Four to 5,000 soldiers come here each month for combat training.
Colonel Pete Bayer commands the 11th Armored Cavalry Regiment, which instructs other troops in the skills they need for duty in Iraq or Afghanistan. "Our mission is to prepare the soldiers that are here today that will be in country in several months to survive their first contact. And that can be as simple as a young sergeant leading an infantry squad on a dismounted patrol through a town and he encounters some of the local populace who are not violent, but they're agitated," he says.
The troops must not overreact, but must be ready to respond to the unexpected. The unexpected happens often at Ft. Irwin.

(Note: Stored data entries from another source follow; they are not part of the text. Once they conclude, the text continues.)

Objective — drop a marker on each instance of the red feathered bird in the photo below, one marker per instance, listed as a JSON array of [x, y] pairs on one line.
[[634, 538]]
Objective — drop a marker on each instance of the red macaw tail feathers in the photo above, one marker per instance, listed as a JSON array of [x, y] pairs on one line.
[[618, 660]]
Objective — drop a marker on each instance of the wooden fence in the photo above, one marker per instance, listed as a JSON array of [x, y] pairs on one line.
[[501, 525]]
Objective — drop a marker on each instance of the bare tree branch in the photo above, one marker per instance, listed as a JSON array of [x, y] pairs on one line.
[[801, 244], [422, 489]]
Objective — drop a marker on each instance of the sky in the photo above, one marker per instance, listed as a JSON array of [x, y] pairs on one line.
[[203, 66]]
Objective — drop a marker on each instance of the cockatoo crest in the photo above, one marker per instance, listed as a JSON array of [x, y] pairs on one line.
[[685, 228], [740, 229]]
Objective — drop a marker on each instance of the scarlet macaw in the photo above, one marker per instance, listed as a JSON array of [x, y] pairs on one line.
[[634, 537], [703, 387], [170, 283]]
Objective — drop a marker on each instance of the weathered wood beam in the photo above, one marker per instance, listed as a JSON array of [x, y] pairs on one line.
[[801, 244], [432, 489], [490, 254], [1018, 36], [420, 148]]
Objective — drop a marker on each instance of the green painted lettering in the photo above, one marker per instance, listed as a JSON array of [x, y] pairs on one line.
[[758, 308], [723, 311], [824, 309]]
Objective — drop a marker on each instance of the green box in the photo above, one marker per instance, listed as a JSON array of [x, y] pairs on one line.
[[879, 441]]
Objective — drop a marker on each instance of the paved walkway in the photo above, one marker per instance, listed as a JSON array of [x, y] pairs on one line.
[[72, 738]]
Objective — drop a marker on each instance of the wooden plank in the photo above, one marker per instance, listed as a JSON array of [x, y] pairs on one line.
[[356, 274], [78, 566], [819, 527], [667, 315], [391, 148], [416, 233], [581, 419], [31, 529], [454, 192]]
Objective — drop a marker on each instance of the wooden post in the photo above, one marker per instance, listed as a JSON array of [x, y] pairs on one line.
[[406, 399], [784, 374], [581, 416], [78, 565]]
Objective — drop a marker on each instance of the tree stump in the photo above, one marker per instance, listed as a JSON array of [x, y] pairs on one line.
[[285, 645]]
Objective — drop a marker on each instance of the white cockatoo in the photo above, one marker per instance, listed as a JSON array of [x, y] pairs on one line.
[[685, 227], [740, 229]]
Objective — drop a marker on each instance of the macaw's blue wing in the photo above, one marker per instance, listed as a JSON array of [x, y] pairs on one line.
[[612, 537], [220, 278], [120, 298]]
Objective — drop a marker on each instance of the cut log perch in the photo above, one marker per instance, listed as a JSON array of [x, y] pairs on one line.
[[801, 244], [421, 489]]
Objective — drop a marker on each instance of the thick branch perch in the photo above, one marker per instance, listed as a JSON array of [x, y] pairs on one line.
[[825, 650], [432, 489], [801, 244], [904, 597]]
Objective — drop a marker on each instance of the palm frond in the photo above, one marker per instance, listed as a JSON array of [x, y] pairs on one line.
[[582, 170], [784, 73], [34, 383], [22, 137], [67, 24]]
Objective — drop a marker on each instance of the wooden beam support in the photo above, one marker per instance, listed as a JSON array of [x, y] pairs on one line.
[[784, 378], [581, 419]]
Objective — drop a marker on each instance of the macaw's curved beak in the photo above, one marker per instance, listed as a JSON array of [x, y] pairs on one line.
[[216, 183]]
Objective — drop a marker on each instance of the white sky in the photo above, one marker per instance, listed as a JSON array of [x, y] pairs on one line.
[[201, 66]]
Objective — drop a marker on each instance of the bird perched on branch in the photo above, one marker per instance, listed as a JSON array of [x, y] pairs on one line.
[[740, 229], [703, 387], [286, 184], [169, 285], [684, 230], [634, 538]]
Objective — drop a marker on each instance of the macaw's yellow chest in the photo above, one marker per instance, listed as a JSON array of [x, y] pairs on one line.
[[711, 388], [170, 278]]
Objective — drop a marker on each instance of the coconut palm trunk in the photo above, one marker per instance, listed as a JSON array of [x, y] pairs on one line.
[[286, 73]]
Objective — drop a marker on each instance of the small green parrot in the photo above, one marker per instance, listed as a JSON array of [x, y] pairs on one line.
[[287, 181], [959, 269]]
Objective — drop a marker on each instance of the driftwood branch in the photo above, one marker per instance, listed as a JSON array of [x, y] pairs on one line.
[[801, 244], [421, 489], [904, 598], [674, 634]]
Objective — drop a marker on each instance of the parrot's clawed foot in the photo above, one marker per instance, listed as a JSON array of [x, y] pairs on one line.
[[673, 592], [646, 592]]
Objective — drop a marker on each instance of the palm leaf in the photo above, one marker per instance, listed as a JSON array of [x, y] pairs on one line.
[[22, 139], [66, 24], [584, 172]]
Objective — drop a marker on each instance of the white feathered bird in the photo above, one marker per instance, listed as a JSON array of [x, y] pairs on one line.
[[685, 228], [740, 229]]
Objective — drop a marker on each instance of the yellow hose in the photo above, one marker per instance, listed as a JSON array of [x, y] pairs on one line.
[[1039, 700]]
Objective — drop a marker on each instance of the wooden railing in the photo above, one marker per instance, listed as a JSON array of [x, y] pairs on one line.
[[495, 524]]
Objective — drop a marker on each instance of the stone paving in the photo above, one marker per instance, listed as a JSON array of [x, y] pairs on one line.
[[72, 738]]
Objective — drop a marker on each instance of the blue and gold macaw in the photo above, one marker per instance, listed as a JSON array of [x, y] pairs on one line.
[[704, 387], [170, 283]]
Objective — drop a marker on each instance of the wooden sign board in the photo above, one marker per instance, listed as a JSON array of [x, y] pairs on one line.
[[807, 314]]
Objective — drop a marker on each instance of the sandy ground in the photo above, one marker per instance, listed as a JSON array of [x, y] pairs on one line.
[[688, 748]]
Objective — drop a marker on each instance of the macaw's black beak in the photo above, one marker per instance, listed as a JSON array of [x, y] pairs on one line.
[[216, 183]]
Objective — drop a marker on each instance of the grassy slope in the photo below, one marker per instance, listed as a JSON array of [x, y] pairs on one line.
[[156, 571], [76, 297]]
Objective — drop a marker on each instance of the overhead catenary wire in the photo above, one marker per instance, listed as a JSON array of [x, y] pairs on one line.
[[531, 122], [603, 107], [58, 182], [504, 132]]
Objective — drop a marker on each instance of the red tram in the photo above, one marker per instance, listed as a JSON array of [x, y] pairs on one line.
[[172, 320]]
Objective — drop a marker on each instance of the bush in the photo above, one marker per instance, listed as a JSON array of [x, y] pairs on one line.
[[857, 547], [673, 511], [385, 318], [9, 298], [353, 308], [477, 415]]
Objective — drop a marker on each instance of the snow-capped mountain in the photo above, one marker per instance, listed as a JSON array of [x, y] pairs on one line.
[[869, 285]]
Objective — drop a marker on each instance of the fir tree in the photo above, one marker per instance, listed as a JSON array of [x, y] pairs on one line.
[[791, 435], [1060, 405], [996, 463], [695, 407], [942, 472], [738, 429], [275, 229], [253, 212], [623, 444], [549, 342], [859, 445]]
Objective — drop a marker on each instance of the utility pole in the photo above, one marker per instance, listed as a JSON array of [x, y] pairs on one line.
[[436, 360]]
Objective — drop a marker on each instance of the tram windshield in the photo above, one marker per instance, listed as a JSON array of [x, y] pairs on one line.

Lieutenant Pete Kalogiros leads a group of American soldiers who portray insurgents in one mock Iraqi village. "We get input from Iraq. Guys call us, our people back here from Iraq, and tell us what's going on there. We're getting constant updates on what the tactics and the techniques are that the insurgents over there in Afghanistan, Iraq and the other countries, are using. And we incorporate that into our training," he says.
Iraqi-Americans work with the troops, portraying villagers. This woman says the soldiers are curious. "You know, they're just trying to learn so much more about our culture. And that's what we're here for, to teach them," she says.
The troops are drilled in the rules of engagement, so they know when to shoot and when to hold their fire. Iraqi-American Sam Kalasho hopes they will exercise care in the stress and confusion of combat. "The main thing we try to teach them is to not kill innocent people, to respect the good people, to help the Iraqi people to stand up again and be free Iraq again," he says. "So what we do over here, we teach them everything they are going to find in Iraq. We do the same thing here. We meet with them. We give them a hard time. They give us a hard time. We want this. We ask for this. They help us. So always there is something wrong. There are mistakes. When it happens here, we can work it out. But when they go over there, we don't allow mistakes to happen."
The troops must be alert and sort out what is happening to separate those who pose a threat from innocent bystanders.
"There's a guy in the school with a gun," shouts one soldier.
There will be successes and failures, and John Wagstaff of the National Training Center says a soldier may die every day in his two weeks of training. "And the value to that is, by dying 14 days here, maybe you won't die once in Iraq, which is for real," he says.
The troops encounter the heat, apprehension and uncertainty that they will face in a few months in Iraq or Afghanistan.
The military hopes their time at the National Training Center will make them better prepared when they get there.